“…You shall bear a son, and you shall call his name Ishmael, because the LORD has given heed to your affliction.”  Gen. 16:11

“Then she called the name of the LORD who spoke to her, “You are a God who sees”; for she said, “Have I remained alive here after seeing Him?””  Gen. 16:13

The name Ishmael in Hebrew means “God hears”.  Within this one chapter, God has revealed two of His faculties, or attributes, that humans both share in, and understand:  hearing and sight.  However obvious this may seem to we whom today know as an omniscient God, it may not have been obvious to Hagar, as she was an Egyptian who just happened to be traveling with a righteous Hebrew man.

The general opinion of antiquity is that Abraham made no small mention of his faith within his household – to both family and foreigner.  (His servants will find this out in Gen. 17 where God commands Abraham to circumcise all the males in his household.)  However, to know God and to experience God are two vastly different things.  Until this point, Hagar has known of God, but she may not have known God.  When the Angel of the LORD appears to Hagar, it was at a time of desperation in Hagar’s life; thus the very act of God showing up at this time to encourage and bless Hagar tells Hagar of God’s nature.
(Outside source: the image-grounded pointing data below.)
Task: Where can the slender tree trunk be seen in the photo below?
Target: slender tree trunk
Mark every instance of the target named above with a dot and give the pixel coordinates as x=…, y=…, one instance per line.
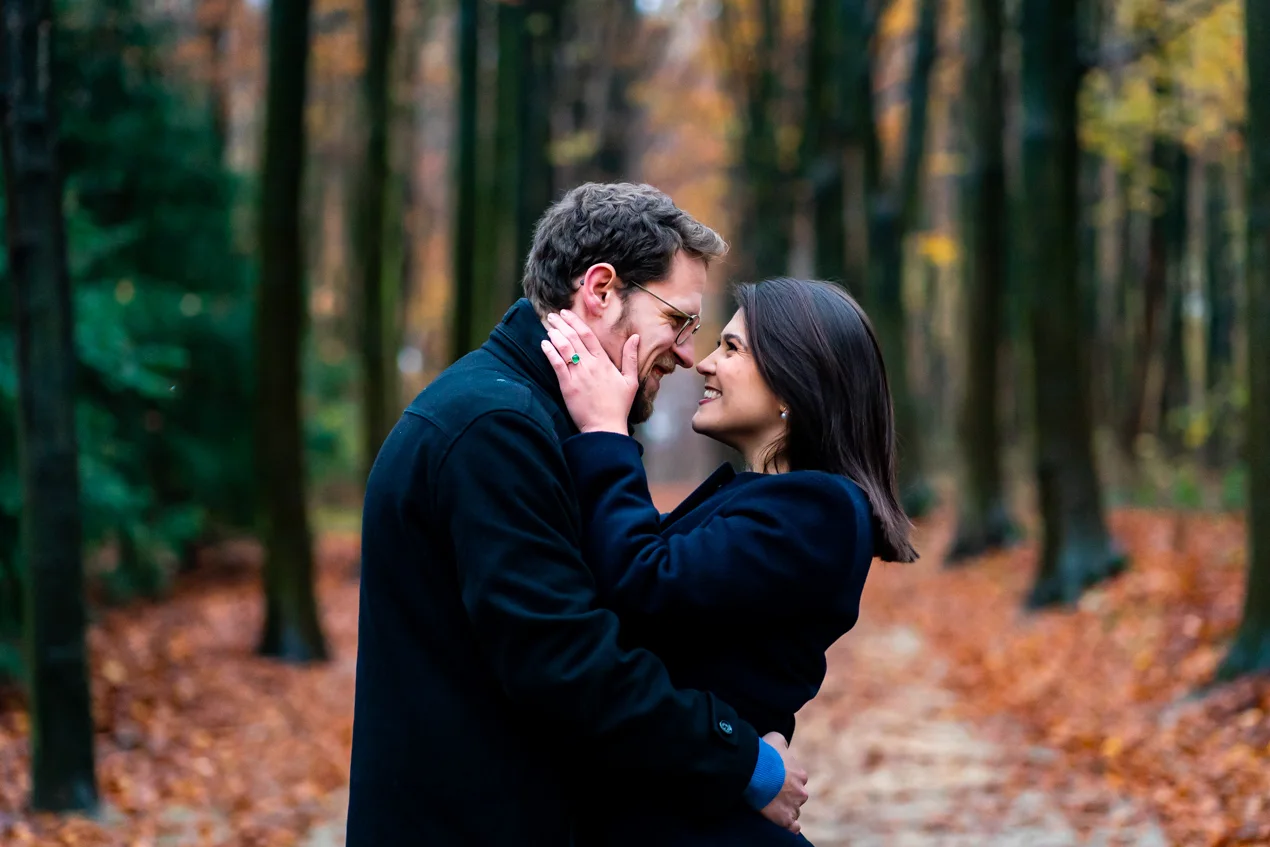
x=291, y=624
x=61, y=726
x=216, y=29
x=770, y=222
x=377, y=386
x=1077, y=550
x=465, y=313
x=512, y=38
x=614, y=160
x=890, y=215
x=983, y=521
x=1148, y=381
x=823, y=156
x=1251, y=648
x=1172, y=384
x=1219, y=282
x=537, y=90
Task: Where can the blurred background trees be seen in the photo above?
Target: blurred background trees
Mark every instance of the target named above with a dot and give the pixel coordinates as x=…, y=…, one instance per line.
x=281, y=221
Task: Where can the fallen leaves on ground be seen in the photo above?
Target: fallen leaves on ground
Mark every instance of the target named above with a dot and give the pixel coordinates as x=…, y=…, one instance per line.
x=1120, y=687
x=198, y=740
x=202, y=743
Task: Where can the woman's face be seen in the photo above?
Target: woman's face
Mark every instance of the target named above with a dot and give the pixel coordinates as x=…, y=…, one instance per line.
x=738, y=408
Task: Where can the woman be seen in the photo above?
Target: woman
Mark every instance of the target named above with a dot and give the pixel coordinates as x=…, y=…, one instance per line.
x=744, y=586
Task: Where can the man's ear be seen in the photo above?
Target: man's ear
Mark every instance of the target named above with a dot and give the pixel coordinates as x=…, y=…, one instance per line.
x=598, y=288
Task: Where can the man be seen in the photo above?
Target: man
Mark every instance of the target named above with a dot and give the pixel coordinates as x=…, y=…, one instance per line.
x=492, y=692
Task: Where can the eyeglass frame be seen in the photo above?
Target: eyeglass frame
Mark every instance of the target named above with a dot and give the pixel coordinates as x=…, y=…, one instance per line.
x=694, y=321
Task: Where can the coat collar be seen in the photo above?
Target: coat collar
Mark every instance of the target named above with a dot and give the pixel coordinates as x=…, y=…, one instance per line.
x=516, y=342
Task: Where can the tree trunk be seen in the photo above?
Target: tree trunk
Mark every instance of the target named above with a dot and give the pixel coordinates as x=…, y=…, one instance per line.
x=614, y=160
x=983, y=521
x=824, y=151
x=512, y=38
x=1251, y=648
x=1219, y=282
x=465, y=313
x=537, y=90
x=1172, y=385
x=219, y=19
x=1077, y=550
x=890, y=215
x=61, y=726
x=291, y=624
x=377, y=386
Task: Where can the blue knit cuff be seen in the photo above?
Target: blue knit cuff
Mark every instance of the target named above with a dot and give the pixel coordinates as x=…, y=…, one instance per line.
x=768, y=776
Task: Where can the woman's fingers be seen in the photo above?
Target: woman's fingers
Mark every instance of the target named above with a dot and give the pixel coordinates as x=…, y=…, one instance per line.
x=584, y=335
x=558, y=363
x=561, y=343
x=630, y=360
x=569, y=334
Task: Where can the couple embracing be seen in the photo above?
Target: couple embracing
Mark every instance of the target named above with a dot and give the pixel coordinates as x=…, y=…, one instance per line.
x=544, y=659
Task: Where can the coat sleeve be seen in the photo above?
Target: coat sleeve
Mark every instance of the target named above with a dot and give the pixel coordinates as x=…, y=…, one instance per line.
x=786, y=542
x=503, y=488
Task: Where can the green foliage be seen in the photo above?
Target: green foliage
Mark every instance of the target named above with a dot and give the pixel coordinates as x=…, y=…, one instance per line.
x=163, y=305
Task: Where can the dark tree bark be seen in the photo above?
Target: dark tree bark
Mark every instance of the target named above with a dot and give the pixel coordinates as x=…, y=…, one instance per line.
x=983, y=521
x=1251, y=648
x=892, y=211
x=824, y=141
x=379, y=395
x=61, y=726
x=537, y=188
x=1077, y=550
x=1167, y=168
x=1219, y=282
x=615, y=156
x=217, y=19
x=766, y=229
x=292, y=630
x=466, y=202
x=512, y=41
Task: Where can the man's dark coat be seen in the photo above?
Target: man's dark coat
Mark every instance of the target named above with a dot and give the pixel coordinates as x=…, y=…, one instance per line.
x=490, y=686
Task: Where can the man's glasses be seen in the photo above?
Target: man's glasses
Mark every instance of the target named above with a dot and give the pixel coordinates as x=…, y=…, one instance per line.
x=691, y=323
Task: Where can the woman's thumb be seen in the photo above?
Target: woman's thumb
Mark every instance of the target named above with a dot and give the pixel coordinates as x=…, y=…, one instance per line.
x=630, y=358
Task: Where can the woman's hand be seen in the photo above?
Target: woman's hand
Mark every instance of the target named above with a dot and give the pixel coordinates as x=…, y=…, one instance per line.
x=597, y=394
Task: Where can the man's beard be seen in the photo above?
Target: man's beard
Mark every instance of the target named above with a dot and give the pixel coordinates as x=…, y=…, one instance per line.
x=641, y=408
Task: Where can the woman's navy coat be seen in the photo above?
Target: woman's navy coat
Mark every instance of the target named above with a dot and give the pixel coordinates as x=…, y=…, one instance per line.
x=739, y=592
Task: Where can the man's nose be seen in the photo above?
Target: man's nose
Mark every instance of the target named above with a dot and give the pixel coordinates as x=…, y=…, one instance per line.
x=686, y=353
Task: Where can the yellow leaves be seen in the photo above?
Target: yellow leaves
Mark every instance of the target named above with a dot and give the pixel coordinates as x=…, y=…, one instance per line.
x=1199, y=69
x=113, y=672
x=574, y=147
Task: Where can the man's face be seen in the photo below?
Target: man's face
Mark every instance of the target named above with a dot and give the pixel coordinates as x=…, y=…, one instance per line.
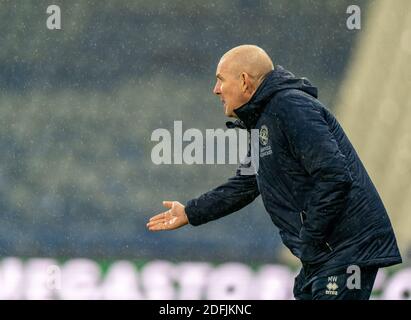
x=229, y=88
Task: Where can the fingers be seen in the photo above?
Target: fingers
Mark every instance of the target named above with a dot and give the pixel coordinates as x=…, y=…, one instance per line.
x=158, y=216
x=168, y=204
x=162, y=224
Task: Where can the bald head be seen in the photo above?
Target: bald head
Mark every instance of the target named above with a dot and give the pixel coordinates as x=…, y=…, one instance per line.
x=239, y=73
x=249, y=59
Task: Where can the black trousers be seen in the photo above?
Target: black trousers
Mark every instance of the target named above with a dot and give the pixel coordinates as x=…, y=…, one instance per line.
x=333, y=286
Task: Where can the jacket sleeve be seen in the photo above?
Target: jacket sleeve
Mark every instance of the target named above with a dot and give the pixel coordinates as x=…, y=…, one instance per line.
x=308, y=133
x=235, y=194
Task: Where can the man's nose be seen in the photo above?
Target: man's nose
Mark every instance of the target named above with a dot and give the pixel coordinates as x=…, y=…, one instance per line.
x=217, y=89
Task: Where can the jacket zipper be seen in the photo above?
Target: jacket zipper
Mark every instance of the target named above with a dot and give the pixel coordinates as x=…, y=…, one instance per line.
x=329, y=247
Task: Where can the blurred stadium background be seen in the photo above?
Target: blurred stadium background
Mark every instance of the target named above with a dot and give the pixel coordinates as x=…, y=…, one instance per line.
x=77, y=109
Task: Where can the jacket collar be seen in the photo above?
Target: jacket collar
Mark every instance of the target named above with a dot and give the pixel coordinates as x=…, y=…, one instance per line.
x=275, y=81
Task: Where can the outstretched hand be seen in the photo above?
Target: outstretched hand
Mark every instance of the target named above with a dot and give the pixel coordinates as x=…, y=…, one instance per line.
x=171, y=219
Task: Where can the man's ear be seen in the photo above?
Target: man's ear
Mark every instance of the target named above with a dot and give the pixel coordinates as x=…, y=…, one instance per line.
x=244, y=78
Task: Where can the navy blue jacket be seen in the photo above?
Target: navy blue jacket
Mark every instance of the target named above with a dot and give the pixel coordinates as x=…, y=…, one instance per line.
x=311, y=180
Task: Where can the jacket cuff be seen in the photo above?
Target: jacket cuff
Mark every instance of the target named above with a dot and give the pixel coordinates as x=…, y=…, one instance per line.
x=193, y=215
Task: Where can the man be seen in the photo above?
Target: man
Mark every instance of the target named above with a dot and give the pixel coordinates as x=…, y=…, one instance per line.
x=311, y=180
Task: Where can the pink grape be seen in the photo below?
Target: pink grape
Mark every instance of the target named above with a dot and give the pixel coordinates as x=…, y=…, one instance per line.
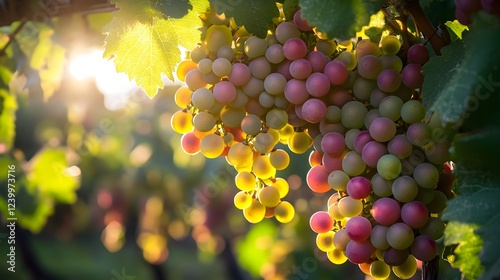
x=321, y=222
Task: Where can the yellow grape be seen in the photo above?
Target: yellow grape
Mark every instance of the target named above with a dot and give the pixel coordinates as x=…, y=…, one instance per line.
x=182, y=122
x=255, y=212
x=245, y=181
x=262, y=167
x=269, y=196
x=284, y=212
x=280, y=159
x=324, y=241
x=183, y=97
x=336, y=256
x=299, y=142
x=242, y=200
x=212, y=145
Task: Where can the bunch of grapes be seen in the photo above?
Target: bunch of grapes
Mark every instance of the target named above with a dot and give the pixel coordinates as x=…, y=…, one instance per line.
x=361, y=112
x=466, y=8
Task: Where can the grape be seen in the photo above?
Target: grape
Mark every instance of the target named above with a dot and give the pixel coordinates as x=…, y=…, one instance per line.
x=400, y=146
x=414, y=214
x=190, y=143
x=407, y=269
x=378, y=237
x=317, y=179
x=353, y=114
x=369, y=67
x=255, y=47
x=380, y=270
x=242, y=200
x=255, y=212
x=300, y=69
x=221, y=67
x=285, y=31
x=388, y=80
x=394, y=257
x=338, y=180
x=204, y=121
x=321, y=222
x=294, y=48
x=212, y=146
x=269, y=196
x=389, y=167
x=359, y=251
x=324, y=241
x=259, y=67
x=386, y=211
x=317, y=60
x=390, y=44
x=382, y=129
x=350, y=207
x=296, y=91
x=359, y=188
x=279, y=159
x=353, y=164
x=404, y=189
x=426, y=175
x=181, y=122
x=412, y=76
x=380, y=186
x=418, y=54
x=336, y=72
x=358, y=228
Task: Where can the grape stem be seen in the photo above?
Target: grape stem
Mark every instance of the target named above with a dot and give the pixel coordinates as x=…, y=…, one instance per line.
x=424, y=24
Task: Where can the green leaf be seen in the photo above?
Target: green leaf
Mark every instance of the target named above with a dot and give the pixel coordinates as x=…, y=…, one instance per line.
x=466, y=253
x=145, y=43
x=8, y=107
x=51, y=175
x=339, y=18
x=255, y=15
x=459, y=74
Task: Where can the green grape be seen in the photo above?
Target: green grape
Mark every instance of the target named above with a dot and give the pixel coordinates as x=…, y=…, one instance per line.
x=336, y=256
x=389, y=167
x=262, y=167
x=324, y=241
x=242, y=200
x=280, y=159
x=338, y=180
x=264, y=142
x=350, y=207
x=276, y=118
x=269, y=196
x=353, y=114
x=245, y=181
x=255, y=212
x=218, y=36
x=407, y=269
x=251, y=124
x=390, y=107
x=380, y=270
x=202, y=99
x=299, y=142
x=181, y=122
x=255, y=47
x=204, y=121
x=390, y=44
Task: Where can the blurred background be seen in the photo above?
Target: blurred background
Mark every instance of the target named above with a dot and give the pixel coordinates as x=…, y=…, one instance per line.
x=103, y=188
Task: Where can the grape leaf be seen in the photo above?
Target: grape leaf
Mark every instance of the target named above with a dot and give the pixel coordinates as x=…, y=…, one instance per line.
x=456, y=76
x=145, y=43
x=339, y=18
x=255, y=15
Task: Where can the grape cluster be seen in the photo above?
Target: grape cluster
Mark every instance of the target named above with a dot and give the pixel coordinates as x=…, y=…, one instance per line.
x=466, y=8
x=359, y=110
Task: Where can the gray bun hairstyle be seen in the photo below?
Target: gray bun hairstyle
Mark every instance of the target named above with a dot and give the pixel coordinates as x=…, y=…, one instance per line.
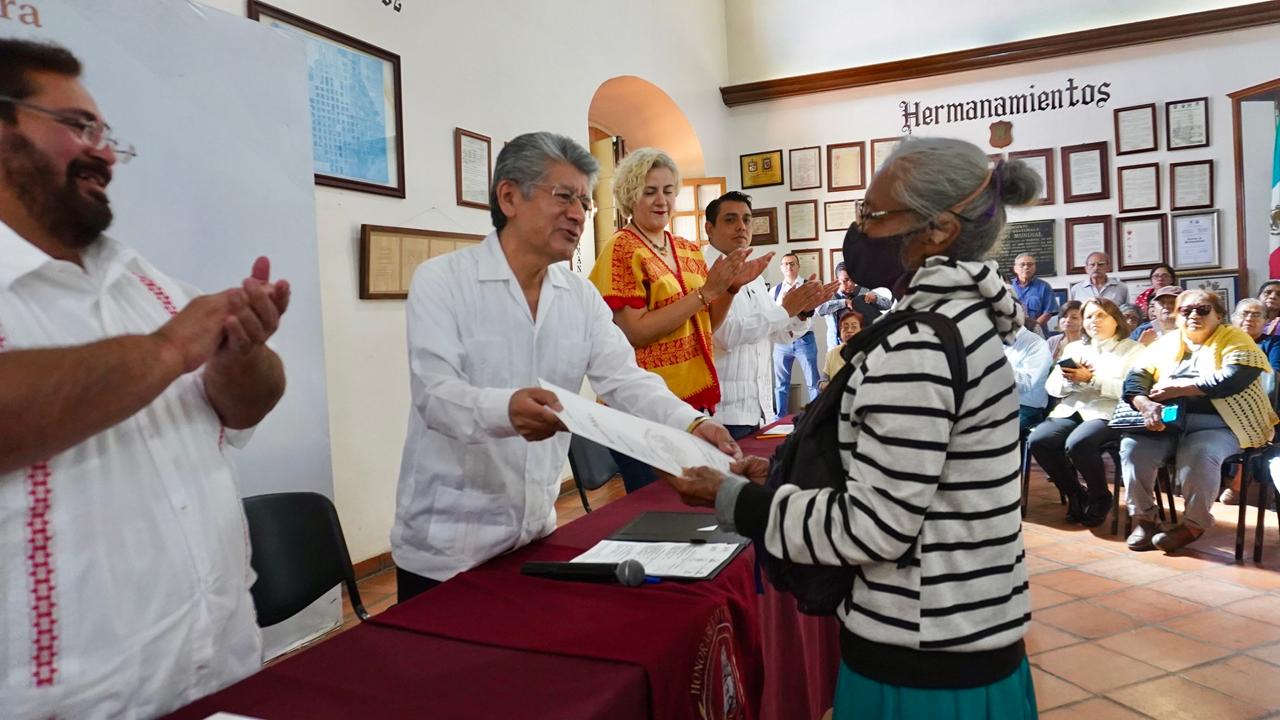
x=932, y=174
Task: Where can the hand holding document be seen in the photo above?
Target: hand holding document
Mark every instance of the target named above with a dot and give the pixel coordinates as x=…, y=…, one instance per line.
x=667, y=449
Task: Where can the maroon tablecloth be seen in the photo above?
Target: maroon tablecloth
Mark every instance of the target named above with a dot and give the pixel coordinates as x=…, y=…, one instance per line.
x=371, y=671
x=794, y=691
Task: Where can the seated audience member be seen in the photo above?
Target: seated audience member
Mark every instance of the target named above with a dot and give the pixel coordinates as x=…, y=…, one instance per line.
x=1212, y=373
x=484, y=449
x=1160, y=309
x=1161, y=276
x=927, y=505
x=1069, y=441
x=850, y=324
x=1072, y=326
x=1132, y=317
x=1029, y=356
x=126, y=564
x=1036, y=295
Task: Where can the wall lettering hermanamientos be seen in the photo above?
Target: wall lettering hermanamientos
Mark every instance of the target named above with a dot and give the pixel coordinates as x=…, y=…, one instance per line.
x=1016, y=104
x=24, y=13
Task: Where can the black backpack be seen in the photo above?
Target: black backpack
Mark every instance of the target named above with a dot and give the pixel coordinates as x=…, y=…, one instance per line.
x=810, y=459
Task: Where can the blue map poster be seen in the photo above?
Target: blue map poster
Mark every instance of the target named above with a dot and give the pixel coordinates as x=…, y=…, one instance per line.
x=353, y=122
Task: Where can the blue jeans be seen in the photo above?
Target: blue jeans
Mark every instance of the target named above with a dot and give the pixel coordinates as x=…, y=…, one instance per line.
x=805, y=350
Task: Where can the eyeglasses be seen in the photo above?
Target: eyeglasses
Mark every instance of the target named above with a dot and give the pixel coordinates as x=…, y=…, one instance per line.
x=565, y=197
x=95, y=133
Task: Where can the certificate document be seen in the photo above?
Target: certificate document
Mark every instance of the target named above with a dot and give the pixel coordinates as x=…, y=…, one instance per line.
x=667, y=449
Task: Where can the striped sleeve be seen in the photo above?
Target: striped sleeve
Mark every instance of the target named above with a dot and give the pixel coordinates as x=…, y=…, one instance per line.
x=892, y=451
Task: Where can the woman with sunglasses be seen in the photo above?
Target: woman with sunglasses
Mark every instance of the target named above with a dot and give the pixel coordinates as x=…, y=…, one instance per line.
x=1211, y=372
x=1088, y=381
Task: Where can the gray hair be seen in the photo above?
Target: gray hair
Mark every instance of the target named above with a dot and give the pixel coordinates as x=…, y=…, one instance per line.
x=932, y=174
x=528, y=158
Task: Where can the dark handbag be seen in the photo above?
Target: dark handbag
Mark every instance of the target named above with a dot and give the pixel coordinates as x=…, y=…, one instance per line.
x=810, y=459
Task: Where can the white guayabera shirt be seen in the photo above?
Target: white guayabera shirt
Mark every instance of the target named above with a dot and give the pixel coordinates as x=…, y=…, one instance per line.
x=124, y=564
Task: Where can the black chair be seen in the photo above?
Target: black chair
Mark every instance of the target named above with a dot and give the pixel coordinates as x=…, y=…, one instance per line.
x=298, y=554
x=592, y=465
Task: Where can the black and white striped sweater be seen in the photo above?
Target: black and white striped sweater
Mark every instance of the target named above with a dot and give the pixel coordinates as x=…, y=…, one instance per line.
x=931, y=509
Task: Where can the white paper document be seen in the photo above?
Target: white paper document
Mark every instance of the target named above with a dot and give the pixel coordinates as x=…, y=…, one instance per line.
x=663, y=559
x=667, y=449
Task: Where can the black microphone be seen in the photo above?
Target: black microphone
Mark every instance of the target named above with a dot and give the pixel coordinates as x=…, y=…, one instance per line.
x=629, y=573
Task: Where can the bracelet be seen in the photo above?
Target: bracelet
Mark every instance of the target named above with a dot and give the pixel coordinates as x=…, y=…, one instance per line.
x=696, y=422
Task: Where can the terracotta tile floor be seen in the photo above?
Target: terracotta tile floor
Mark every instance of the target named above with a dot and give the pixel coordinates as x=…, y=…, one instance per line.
x=1116, y=634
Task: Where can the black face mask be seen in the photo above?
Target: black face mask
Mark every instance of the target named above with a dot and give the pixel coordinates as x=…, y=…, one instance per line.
x=877, y=261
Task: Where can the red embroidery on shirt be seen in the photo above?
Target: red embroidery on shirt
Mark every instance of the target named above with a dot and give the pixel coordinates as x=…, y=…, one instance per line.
x=40, y=570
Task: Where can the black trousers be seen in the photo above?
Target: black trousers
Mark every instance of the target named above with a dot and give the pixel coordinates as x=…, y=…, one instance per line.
x=408, y=584
x=1060, y=443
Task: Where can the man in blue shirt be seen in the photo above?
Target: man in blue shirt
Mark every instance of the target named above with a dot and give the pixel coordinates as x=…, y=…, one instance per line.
x=1034, y=294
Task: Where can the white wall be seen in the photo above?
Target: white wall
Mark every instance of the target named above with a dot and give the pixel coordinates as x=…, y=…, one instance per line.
x=776, y=39
x=1208, y=65
x=498, y=68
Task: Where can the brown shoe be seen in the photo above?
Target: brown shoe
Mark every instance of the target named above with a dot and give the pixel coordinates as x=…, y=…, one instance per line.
x=1175, y=538
x=1139, y=540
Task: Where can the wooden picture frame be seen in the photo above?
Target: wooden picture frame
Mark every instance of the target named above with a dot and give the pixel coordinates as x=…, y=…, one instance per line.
x=357, y=131
x=1138, y=197
x=1080, y=245
x=764, y=226
x=472, y=154
x=1042, y=162
x=1194, y=241
x=846, y=165
x=1142, y=242
x=810, y=263
x=801, y=220
x=1136, y=128
x=836, y=212
x=1083, y=177
x=1191, y=185
x=1187, y=123
x=388, y=256
x=881, y=149
x=760, y=169
x=808, y=174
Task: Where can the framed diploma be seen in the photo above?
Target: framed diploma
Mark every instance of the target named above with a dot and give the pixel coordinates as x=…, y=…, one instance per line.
x=1196, y=241
x=1191, y=185
x=1084, y=236
x=1041, y=162
x=760, y=169
x=1187, y=123
x=1139, y=187
x=810, y=263
x=764, y=226
x=845, y=167
x=839, y=214
x=1136, y=130
x=357, y=128
x=805, y=167
x=1141, y=241
x=1228, y=287
x=1084, y=172
x=472, y=163
x=837, y=256
x=801, y=220
x=388, y=256
x=881, y=149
Is there a lesson to us here?  Perhaps it is a reminder to us who know God (even though He may not have physically appeared to us of course) that those who identify with the world, which is mystically Egypt, do not know God the way we do.  They either care not to know Him, or do not understand that God is a God who truly does hear and see, as well as understand, our plight and our condition.  But if they knew God was like this, why would they delay in desiring to know Him?  Do we who know God show those who do not that He is a God who hears and sees?  Who understands?